UK Q3 growth figures beat expectations

Tom Tong27/Oct/2010Currency Updates

GBP

Investors kept their focus on sterling on Tuesday as the big news out of the UK was that although Britain’s growth slowed in the third quarter to 0.8%, it was far less than expected from the previous quarter as robust construction output and services underpinned recovery. The better-than-expected momentum in the economy is likely to delay another tranche of quantitative easing, boosting sterling across the board.

Additionally, the ratings agency Standard & Poor upgraded the UK’s rating from negative to stable, reaffirming the UK’s gold-plated triple A status, prompting George Osborne to declare a ‘double dose of good news’. He went on to say that ‘Britain is growing, growing strongly, the strongest growth we have seen in this part of the year for a decade, and also our country’s credit rating is being secured… a big vote of confidence in the UK, and a vote of confidence in the coalition government’s economic policies.’

EUR

The euro fell sharply versus the sterling and came under modest pressure against the dollar on Tuesday, after data showed the UK economy is in better shape than feared as the nation enters a period of severe budget cuts.
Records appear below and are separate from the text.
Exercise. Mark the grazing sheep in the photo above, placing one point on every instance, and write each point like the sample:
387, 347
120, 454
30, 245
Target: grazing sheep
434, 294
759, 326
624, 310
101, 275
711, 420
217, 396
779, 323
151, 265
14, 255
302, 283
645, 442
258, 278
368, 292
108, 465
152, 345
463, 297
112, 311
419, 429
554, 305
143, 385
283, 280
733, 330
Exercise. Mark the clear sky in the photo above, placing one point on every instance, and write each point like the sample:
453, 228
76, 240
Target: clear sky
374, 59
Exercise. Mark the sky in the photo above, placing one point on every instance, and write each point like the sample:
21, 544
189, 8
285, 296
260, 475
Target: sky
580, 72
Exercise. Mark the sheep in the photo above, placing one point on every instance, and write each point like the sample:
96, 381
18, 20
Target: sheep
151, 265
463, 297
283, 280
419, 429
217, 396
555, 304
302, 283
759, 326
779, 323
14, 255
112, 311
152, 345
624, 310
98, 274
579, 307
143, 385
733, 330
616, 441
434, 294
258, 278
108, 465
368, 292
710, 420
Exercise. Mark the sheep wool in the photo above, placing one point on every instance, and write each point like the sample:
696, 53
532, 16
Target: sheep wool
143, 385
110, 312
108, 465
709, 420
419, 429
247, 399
Investors continued to pare long bets on the Eurozone single currency ahead of a key Federal Reserve meeting next week.

USD

The dollar showed signs of life against most majors on Tuesday, but fell sharply against the sterling on better-than-expected growth data from the UK. Still, with Federal Reserve widely expected to expand its balance sheet in support of the economy in November, the dollar’s gains were muted.
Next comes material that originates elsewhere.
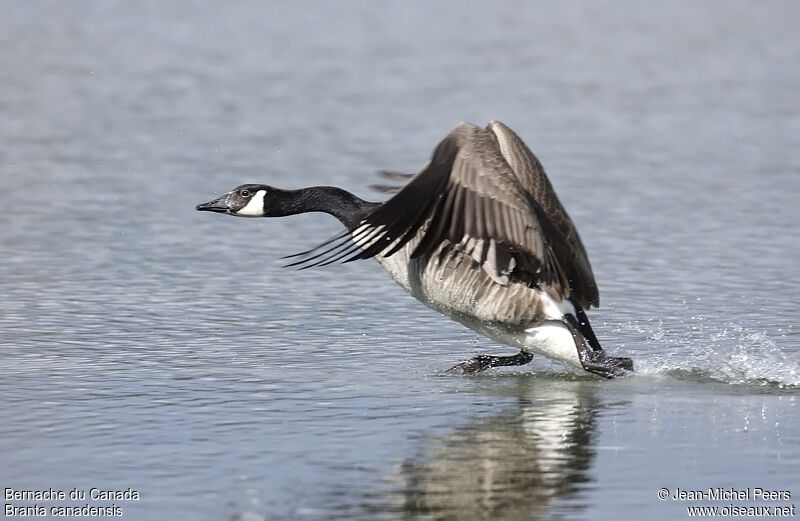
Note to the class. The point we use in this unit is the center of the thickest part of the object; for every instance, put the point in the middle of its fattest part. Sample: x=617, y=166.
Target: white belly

Confidence among US consumers improved by more than economists had been expecting in the month of October, according to a report released by the Conference Board on Tuesday, with the increase coming as consumers were less pessimistic about the outlook for the next six months. The Conference Board said its consumer confidence index rose to 50.2 in October from a revised 48.6 in September. Economists had been expecting the index to edge up to 49.0 from the 48.5 originally reported for the previous month.